MEMS-based column coated with reduced graphene oxide as stationary phase for gas chromatography

Abstract

This work presents the investigation of reduced graphene oxide (RGO) as a new type of stationary phase for gas chromatographic separation on a microcolumn which is fabricated on a silicon wafer by the application of microelectromechanical system (MEMS) techniques. A ZnO film synthesized by a sol–gel method is utilized as a supporting material between RGO and the column wall for inwall roughening to form a stable RGO stationary phase and increase gas-stationary phase interaction. The RGO/ZnO grafted on the column wall was characterized by SEM and FT-IR spectra. The experimental results demonstrate that good separations for mixtures of a wide range of organic compounds including alkanes and esters are achieved by the microcolumn coated with bilayer film.

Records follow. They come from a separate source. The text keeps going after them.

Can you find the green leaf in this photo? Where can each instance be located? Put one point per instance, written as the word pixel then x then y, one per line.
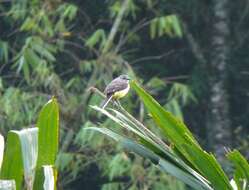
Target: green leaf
pixel 29 145
pixel 7 185
pixel 179 135
pixel 12 166
pixel 150 141
pixel 48 124
pixel 164 165
pixel 1 150
pixel 49 182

And the maximum column efficiency of 11 363 theoretical plates per meter for n-dodecane is obtained, which is higher than any previously reported values for chromatography columns coated with graphene and their analogs to the best of our knowledge. However, the RGO stationary phase shows obvious peak tailings for polar alcohols, which mainly originate from its specific π–π stacking interaction as well as the hydrophobic effect between analytes and the π-electron on the high surface area of reduced graphene oxide. This work greatly favors RGO coated chip columns for gas chromatographic separation in achieving micro-total analytical systems.